【街景寸考】5歳児の逃亡劇

 Date:2013年07月24日10時01分 
 Category:エッセイ 
 SubCategory:街景寸考 
 Area:指定なし 
 Writer:大昭寺いさじ
 5歳のとき家から逃亡した。私がまた何かの悪さをしたので、祖父が怒って私を追っかけてきたから逃げた。日常の光景だった。しかし、このときの祖父は顔から火が出ているように見えたので、いつもより遠くに逃げた。我に返って辺りを見ると、普段一人では行ったことのないバス通りの近くまで来ていた。

 そのバス通りを辿れば母が働いている病院がある。祖母と二人で何度もバスに乗って行ったことがあったので路線は覚えていた。その方角を眺めていたら母のところまで行きたくなってきた。不安も恐さもなかった。その病院までは8キロくらいの距離があった。物心がまだ十分でない年齢のころだから我ながら今でも感心する。

 夏の日差しが照りつける中、私は歩いた。砂利道の時代だったので車が横を通るたびに土埃が舞った。途中、同じ方向を歩いていたどこかのおばさんが声をかけてくれた。どんな会話をしたのか覚えてないが、一緒に歩いて行くことになった。

 おばさんは途中でバス通りから田んぼのあぜ道の方に私を導いた。緑が広がる田んぼの先に大きな百姓家が見えた。その百姓家の裏庭にある井戸端まで来ると、その家のおばさんが井戸水で冷やした瓜を二人に食べさせてくれた。おばさん同士は知り合いのようだった。瓜は思っていたより冷たく、甘かった。

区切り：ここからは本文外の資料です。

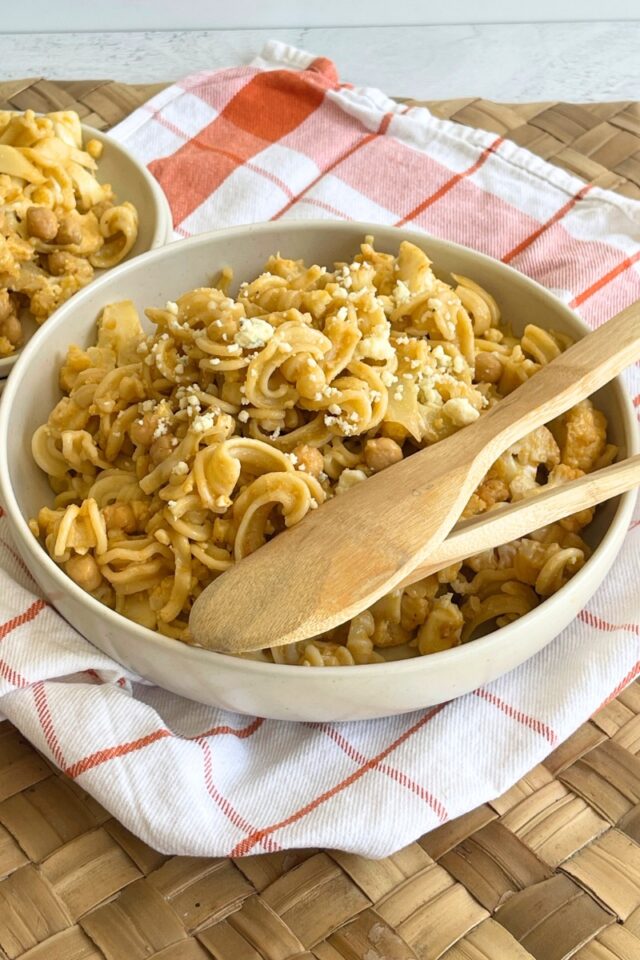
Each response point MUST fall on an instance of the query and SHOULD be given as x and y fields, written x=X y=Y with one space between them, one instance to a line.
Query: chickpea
x=69 y=231
x=488 y=368
x=131 y=389
x=309 y=458
x=11 y=328
x=59 y=263
x=6 y=305
x=120 y=516
x=94 y=148
x=395 y=431
x=381 y=453
x=160 y=449
x=85 y=572
x=41 y=223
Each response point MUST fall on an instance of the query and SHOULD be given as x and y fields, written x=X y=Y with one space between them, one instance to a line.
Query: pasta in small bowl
x=73 y=203
x=204 y=397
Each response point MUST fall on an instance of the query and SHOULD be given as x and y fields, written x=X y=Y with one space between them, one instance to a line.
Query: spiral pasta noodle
x=57 y=223
x=175 y=454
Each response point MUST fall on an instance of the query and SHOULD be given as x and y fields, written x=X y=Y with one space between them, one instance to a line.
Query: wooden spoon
x=513 y=520
x=342 y=558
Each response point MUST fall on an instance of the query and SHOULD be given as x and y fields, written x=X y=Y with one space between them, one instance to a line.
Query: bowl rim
x=162 y=234
x=27 y=543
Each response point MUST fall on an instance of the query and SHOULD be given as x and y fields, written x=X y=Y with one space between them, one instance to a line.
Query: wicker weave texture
x=599 y=142
x=550 y=870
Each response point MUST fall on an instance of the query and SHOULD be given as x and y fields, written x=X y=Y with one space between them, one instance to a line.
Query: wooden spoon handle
x=515 y=520
x=575 y=374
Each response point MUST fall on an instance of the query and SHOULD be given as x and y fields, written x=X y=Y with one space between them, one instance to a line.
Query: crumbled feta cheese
x=253 y=333
x=401 y=292
x=460 y=411
x=203 y=423
x=161 y=428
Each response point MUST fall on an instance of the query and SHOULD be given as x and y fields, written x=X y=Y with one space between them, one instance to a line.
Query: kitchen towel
x=283 y=138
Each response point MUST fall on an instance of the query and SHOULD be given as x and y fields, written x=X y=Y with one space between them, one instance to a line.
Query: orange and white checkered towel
x=284 y=138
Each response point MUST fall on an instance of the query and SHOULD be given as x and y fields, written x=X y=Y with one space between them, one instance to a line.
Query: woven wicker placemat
x=550 y=870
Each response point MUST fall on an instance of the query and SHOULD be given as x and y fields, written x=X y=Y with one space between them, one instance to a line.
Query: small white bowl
x=270 y=690
x=131 y=181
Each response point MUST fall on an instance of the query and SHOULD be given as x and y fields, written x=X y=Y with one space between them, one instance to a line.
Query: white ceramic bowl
x=131 y=181
x=269 y=690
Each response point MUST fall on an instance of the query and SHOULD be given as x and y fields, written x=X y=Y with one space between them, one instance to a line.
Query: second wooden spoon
x=342 y=558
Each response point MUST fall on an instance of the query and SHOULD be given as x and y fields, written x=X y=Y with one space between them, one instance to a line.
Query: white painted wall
x=38 y=16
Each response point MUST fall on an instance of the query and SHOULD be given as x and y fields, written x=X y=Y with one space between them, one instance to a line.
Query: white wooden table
x=515 y=62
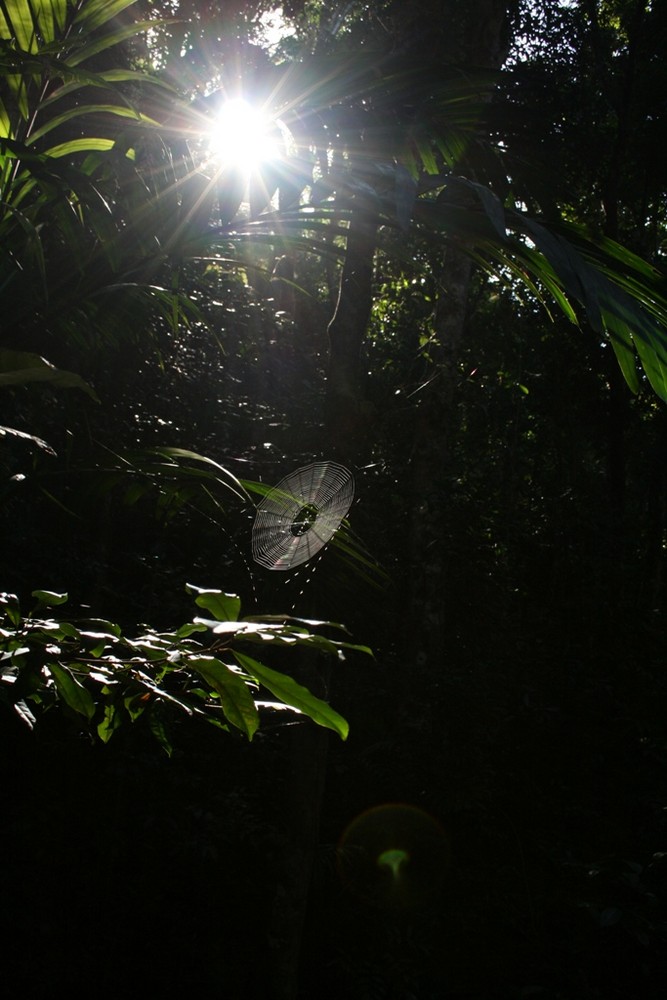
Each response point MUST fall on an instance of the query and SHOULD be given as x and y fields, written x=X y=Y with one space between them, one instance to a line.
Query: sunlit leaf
x=293 y=694
x=72 y=691
x=235 y=696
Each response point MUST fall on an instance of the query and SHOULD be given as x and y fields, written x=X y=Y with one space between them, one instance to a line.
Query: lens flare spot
x=243 y=136
x=400 y=840
x=393 y=859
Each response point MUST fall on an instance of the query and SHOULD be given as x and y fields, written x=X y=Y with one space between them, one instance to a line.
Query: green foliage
x=104 y=678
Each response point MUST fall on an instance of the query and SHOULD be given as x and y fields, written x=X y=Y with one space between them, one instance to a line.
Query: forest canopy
x=374 y=295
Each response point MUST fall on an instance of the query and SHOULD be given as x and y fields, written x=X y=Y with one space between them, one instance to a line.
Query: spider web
x=301 y=514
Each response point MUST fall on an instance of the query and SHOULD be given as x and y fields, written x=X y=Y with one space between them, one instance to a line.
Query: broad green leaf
x=87 y=145
x=111 y=721
x=229 y=480
x=17 y=23
x=235 y=697
x=20 y=368
x=27 y=437
x=114 y=110
x=112 y=38
x=224 y=607
x=293 y=694
x=24 y=714
x=94 y=13
x=72 y=691
x=160 y=732
x=50 y=598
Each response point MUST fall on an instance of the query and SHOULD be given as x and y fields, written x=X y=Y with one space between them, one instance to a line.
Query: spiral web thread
x=301 y=514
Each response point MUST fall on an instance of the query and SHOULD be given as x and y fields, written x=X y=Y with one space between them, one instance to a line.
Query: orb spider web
x=301 y=514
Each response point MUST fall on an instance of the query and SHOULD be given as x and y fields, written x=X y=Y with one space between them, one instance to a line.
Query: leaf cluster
x=104 y=678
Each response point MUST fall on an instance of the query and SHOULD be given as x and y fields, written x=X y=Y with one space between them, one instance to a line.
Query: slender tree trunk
x=346 y=414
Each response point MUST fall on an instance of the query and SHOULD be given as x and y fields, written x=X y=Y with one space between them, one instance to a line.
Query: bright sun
x=242 y=137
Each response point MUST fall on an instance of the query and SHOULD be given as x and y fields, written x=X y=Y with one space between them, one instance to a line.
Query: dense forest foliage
x=429 y=760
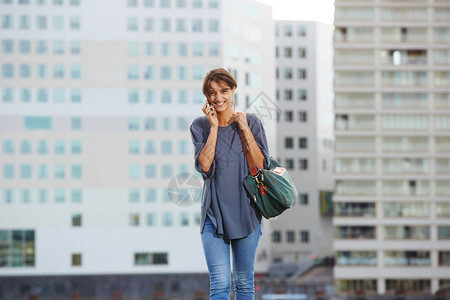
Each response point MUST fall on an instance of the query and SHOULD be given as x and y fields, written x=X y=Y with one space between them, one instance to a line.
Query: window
x=213 y=25
x=150 y=219
x=167 y=219
x=38 y=123
x=7 y=71
x=76 y=260
x=290 y=236
x=288 y=52
x=150 y=171
x=303 y=164
x=76 y=220
x=289 y=163
x=303 y=199
x=304 y=236
x=197 y=25
x=24 y=47
x=151 y=259
x=301 y=52
x=132 y=24
x=276 y=236
x=301 y=74
x=288 y=116
x=25 y=171
x=76 y=196
x=288 y=143
x=134 y=219
x=288 y=94
x=303 y=142
x=181 y=25
x=8 y=171
x=21 y=243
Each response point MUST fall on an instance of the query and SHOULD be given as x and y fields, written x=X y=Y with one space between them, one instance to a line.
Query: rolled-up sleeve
x=259 y=134
x=199 y=138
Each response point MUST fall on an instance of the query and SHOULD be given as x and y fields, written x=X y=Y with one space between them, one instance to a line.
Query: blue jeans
x=217 y=254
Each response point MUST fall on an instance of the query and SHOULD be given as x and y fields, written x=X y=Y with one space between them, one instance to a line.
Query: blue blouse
x=224 y=199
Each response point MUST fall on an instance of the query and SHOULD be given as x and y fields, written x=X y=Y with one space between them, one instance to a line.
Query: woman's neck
x=224 y=117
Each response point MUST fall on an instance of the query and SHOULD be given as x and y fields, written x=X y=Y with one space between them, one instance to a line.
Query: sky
x=302 y=10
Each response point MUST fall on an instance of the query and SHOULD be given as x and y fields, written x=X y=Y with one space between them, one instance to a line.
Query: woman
x=229 y=217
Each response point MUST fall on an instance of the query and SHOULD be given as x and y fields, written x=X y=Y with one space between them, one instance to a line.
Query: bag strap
x=246 y=149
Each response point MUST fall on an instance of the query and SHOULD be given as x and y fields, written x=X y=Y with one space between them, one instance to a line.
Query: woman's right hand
x=211 y=114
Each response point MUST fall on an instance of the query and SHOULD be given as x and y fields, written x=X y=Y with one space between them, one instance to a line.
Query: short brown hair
x=219 y=74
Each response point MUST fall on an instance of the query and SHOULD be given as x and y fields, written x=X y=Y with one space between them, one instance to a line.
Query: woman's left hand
x=241 y=119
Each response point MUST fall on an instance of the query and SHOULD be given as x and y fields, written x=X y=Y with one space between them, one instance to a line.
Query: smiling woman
x=229 y=218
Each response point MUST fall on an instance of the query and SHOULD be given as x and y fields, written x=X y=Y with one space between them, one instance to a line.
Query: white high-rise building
x=96 y=102
x=392 y=149
x=304 y=140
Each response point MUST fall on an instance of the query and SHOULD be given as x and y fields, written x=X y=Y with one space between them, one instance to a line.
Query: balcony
x=408 y=144
x=354 y=35
x=403 y=35
x=354 y=122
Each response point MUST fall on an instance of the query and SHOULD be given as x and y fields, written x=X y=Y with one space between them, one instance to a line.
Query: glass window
x=8 y=147
x=182 y=49
x=42 y=147
x=7 y=46
x=132 y=24
x=150 y=123
x=41 y=71
x=25 y=95
x=197 y=25
x=150 y=195
x=75 y=123
x=76 y=196
x=133 y=147
x=149 y=48
x=8 y=70
x=166 y=73
x=150 y=147
x=38 y=122
x=134 y=219
x=8 y=171
x=58 y=23
x=58 y=71
x=165 y=49
x=25 y=147
x=133 y=72
x=42 y=196
x=149 y=24
x=150 y=219
x=133 y=48
x=133 y=96
x=166 y=25
x=134 y=195
x=213 y=25
x=75 y=23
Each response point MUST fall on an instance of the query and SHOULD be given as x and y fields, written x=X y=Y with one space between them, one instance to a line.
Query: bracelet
x=245 y=149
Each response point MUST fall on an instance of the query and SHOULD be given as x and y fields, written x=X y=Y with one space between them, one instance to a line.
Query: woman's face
x=220 y=96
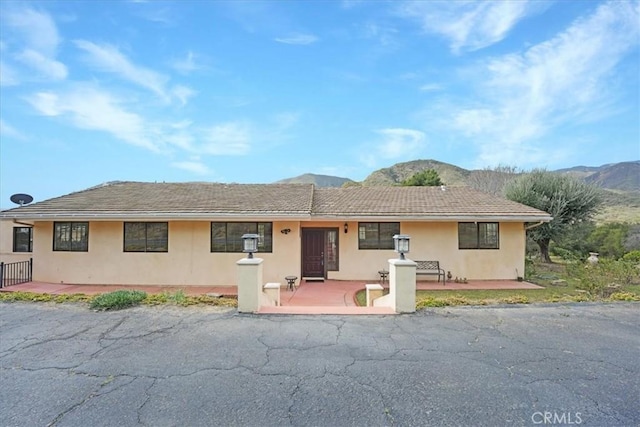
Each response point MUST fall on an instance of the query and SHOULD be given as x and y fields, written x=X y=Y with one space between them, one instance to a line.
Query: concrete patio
x=327 y=297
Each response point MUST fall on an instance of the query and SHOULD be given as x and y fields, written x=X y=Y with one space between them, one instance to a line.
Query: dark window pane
x=62 y=236
x=79 y=234
x=488 y=235
x=227 y=236
x=264 y=242
x=235 y=231
x=483 y=235
x=467 y=235
x=146 y=236
x=157 y=237
x=331 y=250
x=374 y=235
x=387 y=231
x=71 y=236
x=218 y=237
x=134 y=237
x=22 y=239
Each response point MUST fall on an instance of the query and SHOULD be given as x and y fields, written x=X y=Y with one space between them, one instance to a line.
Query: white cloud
x=47 y=67
x=8 y=75
x=395 y=143
x=89 y=108
x=37 y=28
x=188 y=64
x=398 y=142
x=469 y=25
x=431 y=87
x=109 y=59
x=227 y=139
x=9 y=131
x=40 y=40
x=193 y=166
x=566 y=79
x=183 y=93
x=299 y=39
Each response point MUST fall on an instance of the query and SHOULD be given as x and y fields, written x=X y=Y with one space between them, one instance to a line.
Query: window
x=71 y=236
x=146 y=237
x=478 y=235
x=22 y=239
x=227 y=236
x=377 y=235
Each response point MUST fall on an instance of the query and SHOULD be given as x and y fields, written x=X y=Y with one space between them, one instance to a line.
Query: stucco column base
x=402 y=287
x=249 y=284
x=373 y=291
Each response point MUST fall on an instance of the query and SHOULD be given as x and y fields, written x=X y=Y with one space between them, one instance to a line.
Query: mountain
x=619 y=176
x=449 y=174
x=621 y=182
x=318 y=180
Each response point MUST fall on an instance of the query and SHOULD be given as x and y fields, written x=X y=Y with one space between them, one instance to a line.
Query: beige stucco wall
x=6 y=243
x=190 y=262
x=437 y=241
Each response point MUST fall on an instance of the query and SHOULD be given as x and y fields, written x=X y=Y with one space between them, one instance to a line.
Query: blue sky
x=254 y=92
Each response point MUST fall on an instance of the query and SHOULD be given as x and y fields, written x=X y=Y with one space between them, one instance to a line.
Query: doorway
x=319 y=252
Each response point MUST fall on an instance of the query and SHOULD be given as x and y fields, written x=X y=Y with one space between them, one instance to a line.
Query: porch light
x=401 y=244
x=250 y=244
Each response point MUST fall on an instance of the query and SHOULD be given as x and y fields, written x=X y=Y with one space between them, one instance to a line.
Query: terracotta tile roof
x=196 y=200
x=416 y=201
x=180 y=198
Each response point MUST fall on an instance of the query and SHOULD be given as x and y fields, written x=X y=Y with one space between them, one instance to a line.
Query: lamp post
x=250 y=244
x=401 y=244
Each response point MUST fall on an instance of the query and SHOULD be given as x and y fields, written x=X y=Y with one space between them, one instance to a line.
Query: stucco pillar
x=249 y=284
x=402 y=284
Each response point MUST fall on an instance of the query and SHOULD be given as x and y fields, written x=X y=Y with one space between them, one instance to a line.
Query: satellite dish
x=21 y=199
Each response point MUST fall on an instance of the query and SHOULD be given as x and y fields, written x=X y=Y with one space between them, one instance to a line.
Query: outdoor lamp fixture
x=250 y=244
x=401 y=244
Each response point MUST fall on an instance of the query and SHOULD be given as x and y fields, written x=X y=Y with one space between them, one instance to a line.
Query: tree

 百姓家を出た後もあぜ道をそのおばさんとしばらく歩き、そして再びバス通りに出た。通りに出たところで氷暖簾の下がる小店があった。おばさんはその店に寄り、カキ氷を奢ってくれた。店の主人からシロップの色を聞かれたので、私は「いちご」と答えた。カキ氷も冷たくて美味しかった。母がいる病院まであとわずかだった。おばさんとはこの店で別れることになった。

 病院に辿り着くと廊下で偶然母と出くわした。母はモップで掃除をしているところだった。「かぁちゃん」という私の声を聞いて、母は顔を上げた。「あららっ」、母はそう言って目を丸くした。

 このとき地元の警察や消防団が私を捜索していたということを知ったのは、何年も経ってからだった。電話がまだどの家にもない時代だったので母からの連絡が遅れ、大きな騒ぎになっていたのだ。5歳の時にしては、しっかり記憶に残った思い出である。